Bill shrugged, glancing nervously at the door. This was pretty seditious talk, the way things were lately. “Mr. Ryan did use his own money to build Rapture,” he said, wiping grease from his hands with a rag. “My way of thinkin’, we’re all leasin’ space from ’im here, Pablo. Some have bought space. But Mr. Ryan still owns most of Rapture, mate—he has a right to think like Rapture belongs to him…”
“Yipped like a true lap dog,” Navarro muttered, walking away.
Bill stared after him. “Pablo,” Bill called out. “Mind what you say to me. Or I’ll crack you one across the beezer.”
Pablo Navarro turned to him—gave a little twisted smile. And simply walked out of the room …
Frank Fontaine’s Office, Neptune’s Bounty, Rapture
1957
Late night in Rapture. Frank Fontaine sat at his desk in a cone of yellow light, writing busily, chuckling to himself now and then. A forgotten cigarette, going out, spiraled smoke from a seashell ashtray. A pint of bourbon stood beside the ashtray; he’d used it to sweeten the cup of coffee that had long ago gone cold.
Fontaine worked with pen, paper, and an open book, poring over the account by John Reed of the lives of Soviet idealists—a book he’d had to smuggle into Rapture—and he was getting lots of juicy material for his Atlas pamphlets. Just a paraphrase here, a change in terminology there, and presto: he’d soon have the Atlas manifesto.
Of course, he’d borrowed from Sofia Lamb too. She still had her followers. With luck, they’d become his followers. When the time came …
Hearing a soft whistling, Fontaine glanced up nervously toward the door. One of his guards was strolling by the window of his office, tommy gun in hand, whistling a tune to himself.

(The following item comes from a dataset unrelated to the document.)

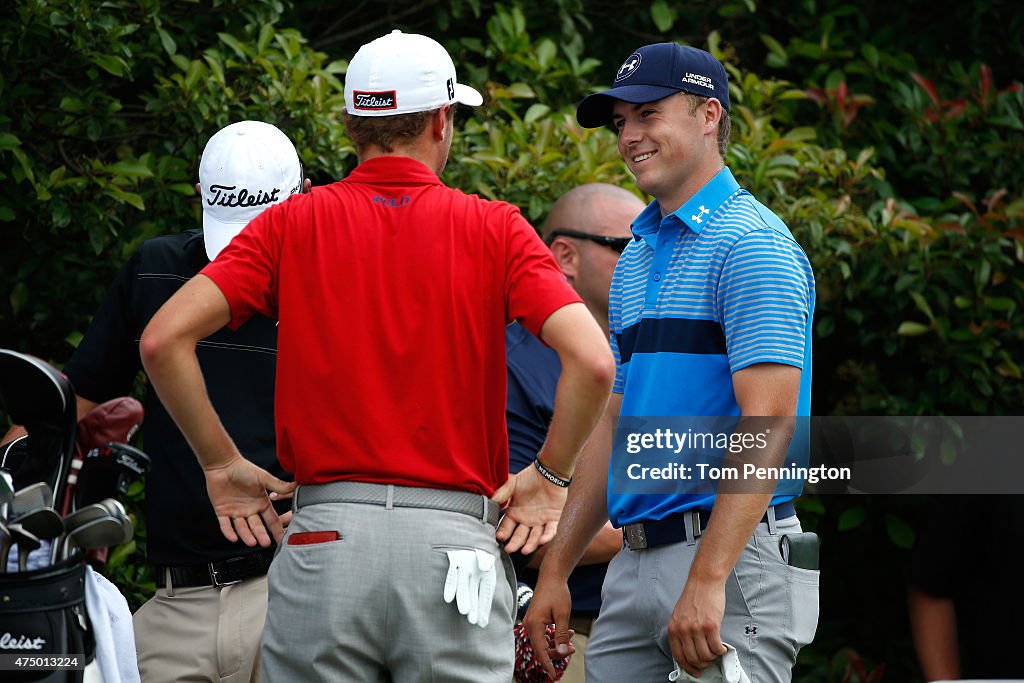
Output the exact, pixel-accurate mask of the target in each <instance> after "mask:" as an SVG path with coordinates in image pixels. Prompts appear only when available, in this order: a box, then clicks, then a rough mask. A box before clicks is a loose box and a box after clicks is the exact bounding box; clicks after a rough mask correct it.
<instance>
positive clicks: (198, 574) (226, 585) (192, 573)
mask: <svg viewBox="0 0 1024 683" xmlns="http://www.w3.org/2000/svg"><path fill="white" fill-rule="evenodd" d="M273 553H274V549H273V548H267V549H266V550H260V551H257V552H255V553H249V554H248V555H240V556H239V557H228V558H227V559H226V560H220V561H219V562H209V563H207V564H198V565H194V566H186V567H157V588H164V587H165V586H167V574H168V572H169V573H170V574H171V585H172V586H174V587H175V588H193V587H196V586H216V587H217V588H220V587H221V586H230V585H231V584H238V583H240V582H243V581H246V580H247V579H255V578H256V577H262V575H264V574H266V570H267V569H268V568H270V560H272V559H273Z"/></svg>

Getting jumpy. He poured a little more bourbon
into the coffee, took in a mouthful, and grimaced.
He set to scribbling again. “Who is Atlas? He is the people! The will of the people in the form of…”

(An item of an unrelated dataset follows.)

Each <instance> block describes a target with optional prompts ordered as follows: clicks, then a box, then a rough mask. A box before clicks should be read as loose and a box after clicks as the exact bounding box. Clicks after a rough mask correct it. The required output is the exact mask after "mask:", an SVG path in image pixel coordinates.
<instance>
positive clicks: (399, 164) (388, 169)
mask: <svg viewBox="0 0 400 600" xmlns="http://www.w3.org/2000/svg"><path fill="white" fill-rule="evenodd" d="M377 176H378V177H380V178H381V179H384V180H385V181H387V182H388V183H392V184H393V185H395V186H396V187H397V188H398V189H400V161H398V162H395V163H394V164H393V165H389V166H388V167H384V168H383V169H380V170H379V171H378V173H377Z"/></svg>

The sound of the door opening prompted him to close the notebook. He didn’t want anybody to know about Atlas who didn’t have to …
It was Reggie, closing the door behind him. “Well boss, we done it. Up in Apollo Square. Three of ’em!”
“Three! They all good and dead? Or just shot up a little?”
Reggie nodded, tapped a cigarette from a pack. “They’re dead, boss. Three dead cops, laying side by side.” He lit the cigarette and flicked the match so that a little trail of smoke arced to the ashtray.
“Cops?” Fontaine snorted. “Those half-assed constables aren’t cops. They’re bums with badges.”
“Far as I’m concerned, all cops are bums with badges. Anyhow, we nailed ’em. They never knew what hit ’em. I shot two of ’em myself.” He blew smoke at the lightbulb. “Boss—I don’t like to question your, uh, strategy—hell, you own a big piece of this wet ol’ town. But are you sure hitting these constables is going to get you what you want?”
Fontaine didn’t respond immediately. He knew what Reggie was really asking: What is the strategy?
Fontaine reached into a drawer, found a tumbler, poured Reggie a drink. “Have a drink. Relax.”
Reggie took the glass, sat in the little chair opposite the desk, raised his drink to Fontaine. “Cheers, boss.” He gulped half of it. “Whew! Needed that drink. I don’t like shooting guys in the back … Don’t sit right with me…”
Fontaine grinned. “Just imagine how Ryan’ll react to it! He’ll know it was me. But he won’t be able to prove it. It’s just enough, though—to give him the excuse he needs. I can almost hear his speech to the council now…”
“You sound like you want Ryan to come after you, boss.”
“Maybe I do. Maybe I want to go out, guns blazing. Because that’ll open up a whole new playground for me. You know me, Reggie—you know I can’t stay Fontaine forever.”